Top execs biggest recipients of targeted e-mail attacks

E-mail attacks are most often directed at senior company executives, as well as government officials responsible for foreign trade and defense policies, says Symantec.

Targeted e-mail attacks are most often directed at top company executives, as well as government officials responsible for foreign trade and defense, particularly those who deal with Asia, a Symantec report has found.

Released Friday, the antivirus company's MessageLabs Intelligence Report for the month listed the top five targeted roles in companies as: Director, senior official, vice president, manager and executive director.

Symantec also said individuals working with policies pertaining to Asian countries were targets.

Senders from China sent the most volume of infected e-mail, at 28.2 percent, while malware-laced messages originating from Romania and the United States registered 21.1 percent, and 13.8 percent, respectively. To derive these statistics, Symantec analyzed the IP addresses of the senders, and not Web servers.

The most dangerous file type attached to these e-mail messages was encrypted .rar, a compressed archive format. While .doc and .xls document files were more commonly found, nearly all the encrypted .rar attachments, or 96.8 percent, were found to be compromised.

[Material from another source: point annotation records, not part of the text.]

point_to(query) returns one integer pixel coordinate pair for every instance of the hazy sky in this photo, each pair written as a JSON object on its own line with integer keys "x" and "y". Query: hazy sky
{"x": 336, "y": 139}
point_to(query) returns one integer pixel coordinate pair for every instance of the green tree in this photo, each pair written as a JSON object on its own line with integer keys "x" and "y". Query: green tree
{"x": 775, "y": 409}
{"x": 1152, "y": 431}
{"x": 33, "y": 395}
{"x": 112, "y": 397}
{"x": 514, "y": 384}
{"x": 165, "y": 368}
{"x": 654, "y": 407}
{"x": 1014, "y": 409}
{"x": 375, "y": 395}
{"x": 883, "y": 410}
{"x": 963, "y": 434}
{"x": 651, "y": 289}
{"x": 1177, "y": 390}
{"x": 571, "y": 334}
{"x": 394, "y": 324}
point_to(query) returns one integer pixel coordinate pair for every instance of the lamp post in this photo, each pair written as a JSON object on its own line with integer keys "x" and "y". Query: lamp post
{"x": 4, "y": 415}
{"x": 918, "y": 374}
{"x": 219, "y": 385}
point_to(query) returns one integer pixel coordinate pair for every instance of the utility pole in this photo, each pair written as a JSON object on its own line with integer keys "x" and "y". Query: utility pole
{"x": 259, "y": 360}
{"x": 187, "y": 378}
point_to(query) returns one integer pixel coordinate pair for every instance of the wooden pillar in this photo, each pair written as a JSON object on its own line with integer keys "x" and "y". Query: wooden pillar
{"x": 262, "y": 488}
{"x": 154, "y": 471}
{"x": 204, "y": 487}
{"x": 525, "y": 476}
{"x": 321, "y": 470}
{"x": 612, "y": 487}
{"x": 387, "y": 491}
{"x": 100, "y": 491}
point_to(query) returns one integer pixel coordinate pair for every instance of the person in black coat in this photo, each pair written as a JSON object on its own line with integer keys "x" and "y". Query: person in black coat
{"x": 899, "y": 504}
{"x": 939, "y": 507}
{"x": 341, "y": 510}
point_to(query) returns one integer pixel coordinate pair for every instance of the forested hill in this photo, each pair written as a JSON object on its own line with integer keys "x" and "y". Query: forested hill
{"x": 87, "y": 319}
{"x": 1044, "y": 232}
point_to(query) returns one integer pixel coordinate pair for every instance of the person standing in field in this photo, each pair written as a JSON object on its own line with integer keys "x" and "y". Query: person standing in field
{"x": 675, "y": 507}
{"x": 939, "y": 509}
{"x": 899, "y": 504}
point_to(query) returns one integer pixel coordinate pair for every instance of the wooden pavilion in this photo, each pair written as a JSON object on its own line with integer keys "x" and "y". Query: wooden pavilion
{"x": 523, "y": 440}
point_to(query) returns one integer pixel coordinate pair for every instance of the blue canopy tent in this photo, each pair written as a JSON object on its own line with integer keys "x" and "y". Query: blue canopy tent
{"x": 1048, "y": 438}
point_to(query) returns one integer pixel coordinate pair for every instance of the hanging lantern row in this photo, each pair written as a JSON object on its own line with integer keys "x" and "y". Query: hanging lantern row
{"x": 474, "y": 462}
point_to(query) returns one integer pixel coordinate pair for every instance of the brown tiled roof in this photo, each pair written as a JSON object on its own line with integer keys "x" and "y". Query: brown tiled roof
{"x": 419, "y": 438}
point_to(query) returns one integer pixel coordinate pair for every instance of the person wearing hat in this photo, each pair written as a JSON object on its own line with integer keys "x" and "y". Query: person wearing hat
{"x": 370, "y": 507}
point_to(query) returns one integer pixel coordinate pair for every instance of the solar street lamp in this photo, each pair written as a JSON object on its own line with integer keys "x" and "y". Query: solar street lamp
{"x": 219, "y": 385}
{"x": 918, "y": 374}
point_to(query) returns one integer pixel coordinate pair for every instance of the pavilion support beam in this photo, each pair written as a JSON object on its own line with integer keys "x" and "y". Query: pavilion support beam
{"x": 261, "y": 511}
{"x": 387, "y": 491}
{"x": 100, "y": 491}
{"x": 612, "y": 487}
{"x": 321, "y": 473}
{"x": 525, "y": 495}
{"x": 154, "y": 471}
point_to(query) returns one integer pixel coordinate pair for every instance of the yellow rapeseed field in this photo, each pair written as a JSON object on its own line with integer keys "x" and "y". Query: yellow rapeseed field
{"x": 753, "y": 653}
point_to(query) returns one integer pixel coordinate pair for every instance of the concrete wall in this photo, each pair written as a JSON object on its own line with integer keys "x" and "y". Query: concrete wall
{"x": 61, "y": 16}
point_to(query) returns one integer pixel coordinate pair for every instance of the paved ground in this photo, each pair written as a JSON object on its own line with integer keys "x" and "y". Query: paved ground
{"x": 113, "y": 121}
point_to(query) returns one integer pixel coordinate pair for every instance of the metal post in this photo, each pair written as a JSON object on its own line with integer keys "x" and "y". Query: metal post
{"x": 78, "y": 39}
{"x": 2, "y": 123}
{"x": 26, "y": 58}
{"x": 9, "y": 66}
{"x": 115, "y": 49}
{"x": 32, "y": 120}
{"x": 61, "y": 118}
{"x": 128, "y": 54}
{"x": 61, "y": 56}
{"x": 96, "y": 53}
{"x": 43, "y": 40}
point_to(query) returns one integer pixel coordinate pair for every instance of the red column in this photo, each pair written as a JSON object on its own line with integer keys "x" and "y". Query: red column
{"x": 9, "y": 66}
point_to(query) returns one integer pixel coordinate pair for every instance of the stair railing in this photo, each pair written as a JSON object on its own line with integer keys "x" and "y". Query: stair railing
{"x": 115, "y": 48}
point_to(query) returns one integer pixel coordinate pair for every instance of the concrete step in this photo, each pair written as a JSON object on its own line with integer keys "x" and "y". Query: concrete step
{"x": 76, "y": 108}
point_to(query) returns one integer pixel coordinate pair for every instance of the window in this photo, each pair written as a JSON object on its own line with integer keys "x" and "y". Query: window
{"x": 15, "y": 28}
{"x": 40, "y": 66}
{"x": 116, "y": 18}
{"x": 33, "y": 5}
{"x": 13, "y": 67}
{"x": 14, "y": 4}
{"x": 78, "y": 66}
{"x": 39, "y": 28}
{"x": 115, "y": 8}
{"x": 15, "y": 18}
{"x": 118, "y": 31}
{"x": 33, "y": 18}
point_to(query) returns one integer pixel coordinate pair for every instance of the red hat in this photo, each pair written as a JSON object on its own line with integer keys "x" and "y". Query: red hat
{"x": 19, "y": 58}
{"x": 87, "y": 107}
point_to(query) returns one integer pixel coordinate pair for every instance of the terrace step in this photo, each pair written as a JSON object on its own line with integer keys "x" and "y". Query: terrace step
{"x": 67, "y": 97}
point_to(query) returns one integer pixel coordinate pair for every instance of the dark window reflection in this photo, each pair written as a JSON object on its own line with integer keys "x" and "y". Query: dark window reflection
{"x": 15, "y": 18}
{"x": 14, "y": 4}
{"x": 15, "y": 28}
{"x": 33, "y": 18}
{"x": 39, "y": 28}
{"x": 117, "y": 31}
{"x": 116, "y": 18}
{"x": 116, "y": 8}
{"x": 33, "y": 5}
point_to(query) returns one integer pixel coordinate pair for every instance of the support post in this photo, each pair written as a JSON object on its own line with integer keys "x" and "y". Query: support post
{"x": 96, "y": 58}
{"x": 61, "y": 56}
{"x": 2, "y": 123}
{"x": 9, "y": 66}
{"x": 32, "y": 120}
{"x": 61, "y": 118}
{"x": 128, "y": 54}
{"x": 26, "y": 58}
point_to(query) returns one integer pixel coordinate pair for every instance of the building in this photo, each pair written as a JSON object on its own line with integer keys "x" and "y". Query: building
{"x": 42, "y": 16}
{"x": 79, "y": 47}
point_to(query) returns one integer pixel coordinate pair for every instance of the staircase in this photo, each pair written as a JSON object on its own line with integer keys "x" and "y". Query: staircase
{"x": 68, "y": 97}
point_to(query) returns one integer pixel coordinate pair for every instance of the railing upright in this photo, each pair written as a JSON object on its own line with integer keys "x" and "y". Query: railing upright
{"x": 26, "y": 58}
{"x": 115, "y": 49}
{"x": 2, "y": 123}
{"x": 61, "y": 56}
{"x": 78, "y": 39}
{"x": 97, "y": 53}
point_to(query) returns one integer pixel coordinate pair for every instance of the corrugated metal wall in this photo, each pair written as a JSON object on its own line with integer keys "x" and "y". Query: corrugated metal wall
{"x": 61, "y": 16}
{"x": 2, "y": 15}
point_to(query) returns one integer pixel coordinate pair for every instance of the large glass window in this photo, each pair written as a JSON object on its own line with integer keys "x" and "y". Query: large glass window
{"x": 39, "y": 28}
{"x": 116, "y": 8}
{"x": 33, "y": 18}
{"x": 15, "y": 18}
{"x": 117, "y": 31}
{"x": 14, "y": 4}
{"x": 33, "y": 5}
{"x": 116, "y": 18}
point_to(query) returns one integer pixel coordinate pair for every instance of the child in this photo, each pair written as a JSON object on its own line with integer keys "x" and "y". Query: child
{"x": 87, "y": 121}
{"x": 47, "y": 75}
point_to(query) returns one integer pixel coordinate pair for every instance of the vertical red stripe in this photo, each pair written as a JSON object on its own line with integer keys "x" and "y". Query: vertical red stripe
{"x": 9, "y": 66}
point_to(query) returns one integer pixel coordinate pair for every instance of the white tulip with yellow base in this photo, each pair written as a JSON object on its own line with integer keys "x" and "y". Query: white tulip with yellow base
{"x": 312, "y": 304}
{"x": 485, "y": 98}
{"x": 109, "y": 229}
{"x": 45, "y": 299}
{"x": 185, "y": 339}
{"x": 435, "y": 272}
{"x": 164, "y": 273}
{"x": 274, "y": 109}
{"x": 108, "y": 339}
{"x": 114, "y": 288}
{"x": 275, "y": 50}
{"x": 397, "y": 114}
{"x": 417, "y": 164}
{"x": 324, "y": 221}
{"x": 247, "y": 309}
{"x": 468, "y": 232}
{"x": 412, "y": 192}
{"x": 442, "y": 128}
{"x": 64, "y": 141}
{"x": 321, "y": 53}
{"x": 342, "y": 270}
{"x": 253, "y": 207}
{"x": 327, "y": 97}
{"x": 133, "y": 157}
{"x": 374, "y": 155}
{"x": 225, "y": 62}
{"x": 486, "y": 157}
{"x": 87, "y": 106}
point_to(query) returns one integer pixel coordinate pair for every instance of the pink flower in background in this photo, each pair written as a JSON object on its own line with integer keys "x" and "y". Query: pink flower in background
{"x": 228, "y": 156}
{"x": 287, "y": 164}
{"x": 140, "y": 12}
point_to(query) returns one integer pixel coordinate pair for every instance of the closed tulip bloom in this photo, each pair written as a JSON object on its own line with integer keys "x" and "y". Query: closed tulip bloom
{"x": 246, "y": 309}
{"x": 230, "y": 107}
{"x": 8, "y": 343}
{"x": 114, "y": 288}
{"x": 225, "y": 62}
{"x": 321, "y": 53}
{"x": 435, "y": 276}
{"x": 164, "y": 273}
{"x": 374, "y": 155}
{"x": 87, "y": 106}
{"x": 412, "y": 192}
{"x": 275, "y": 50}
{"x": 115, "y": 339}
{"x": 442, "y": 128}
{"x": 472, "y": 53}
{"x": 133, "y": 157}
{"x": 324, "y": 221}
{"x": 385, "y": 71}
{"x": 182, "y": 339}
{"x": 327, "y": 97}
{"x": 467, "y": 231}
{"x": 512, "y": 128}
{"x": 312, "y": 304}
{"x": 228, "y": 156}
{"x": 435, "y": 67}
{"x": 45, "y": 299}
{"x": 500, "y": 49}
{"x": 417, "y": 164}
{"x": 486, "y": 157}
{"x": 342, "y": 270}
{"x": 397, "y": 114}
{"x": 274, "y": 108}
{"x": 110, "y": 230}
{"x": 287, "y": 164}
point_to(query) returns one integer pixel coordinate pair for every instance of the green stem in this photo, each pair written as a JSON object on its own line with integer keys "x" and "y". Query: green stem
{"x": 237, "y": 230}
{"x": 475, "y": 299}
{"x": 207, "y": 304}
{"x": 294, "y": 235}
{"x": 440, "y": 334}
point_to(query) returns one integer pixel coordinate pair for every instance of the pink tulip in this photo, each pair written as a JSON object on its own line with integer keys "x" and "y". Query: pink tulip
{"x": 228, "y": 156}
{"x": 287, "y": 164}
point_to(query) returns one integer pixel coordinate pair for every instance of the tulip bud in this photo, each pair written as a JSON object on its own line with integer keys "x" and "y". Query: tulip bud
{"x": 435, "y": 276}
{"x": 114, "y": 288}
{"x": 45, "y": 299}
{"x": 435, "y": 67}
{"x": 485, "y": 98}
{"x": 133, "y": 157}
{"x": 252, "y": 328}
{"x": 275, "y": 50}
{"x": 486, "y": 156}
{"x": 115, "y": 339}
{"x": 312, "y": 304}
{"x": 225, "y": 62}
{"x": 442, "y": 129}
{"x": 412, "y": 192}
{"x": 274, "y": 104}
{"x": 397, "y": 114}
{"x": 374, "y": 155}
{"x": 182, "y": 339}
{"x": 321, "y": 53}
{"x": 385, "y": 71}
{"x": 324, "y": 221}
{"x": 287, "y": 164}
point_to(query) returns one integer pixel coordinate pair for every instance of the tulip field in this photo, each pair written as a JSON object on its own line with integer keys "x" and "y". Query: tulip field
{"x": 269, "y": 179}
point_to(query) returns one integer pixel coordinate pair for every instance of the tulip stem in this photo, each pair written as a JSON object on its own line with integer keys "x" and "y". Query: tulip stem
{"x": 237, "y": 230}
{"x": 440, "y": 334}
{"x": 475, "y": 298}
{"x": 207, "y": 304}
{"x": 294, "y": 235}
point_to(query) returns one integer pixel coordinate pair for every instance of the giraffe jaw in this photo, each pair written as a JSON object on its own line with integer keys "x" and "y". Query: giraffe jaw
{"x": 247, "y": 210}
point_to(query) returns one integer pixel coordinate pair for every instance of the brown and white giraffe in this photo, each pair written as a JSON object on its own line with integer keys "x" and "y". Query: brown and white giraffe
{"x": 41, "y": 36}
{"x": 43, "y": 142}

Paul Wood, MessageLabs Intelligence senior analyst, pointed out in a company statement that .rar files were different from their unencrypted counterparts, which are rarely exploited and occur in 1.1 percent of e-mail messages.

Encrypted .rar files accounted for 0.32 percent of messages.

Hackers may be choosing these file types over .exe executables, which tend to cause suspicion when arriving as attachments, Wood said.

Spam increased in March
Overall, the global ratio of spam was 90.7 percent in March--a 1.5 percent increase over last month, noted Symantec. Singapore's spam rate of 88.3 percent was below the global average.

Virus activity dropped slightly, according to the report. Virus-infected e-mail messages made up 0.28 percent of messages in March, a drop of 0.05 from February, with e-mail pointing to malicious Web sites dropping 13.7 percent to hit 16.7 percent of messages.

Phishing dipped 0.02 percent to account for 0.19 percent of e-mail messages, but when judged against other e-mail threats bearing viruses, the proportion of phishing e-mail increased by 8.4 percent to form 64.6 percent of all e-mail threats.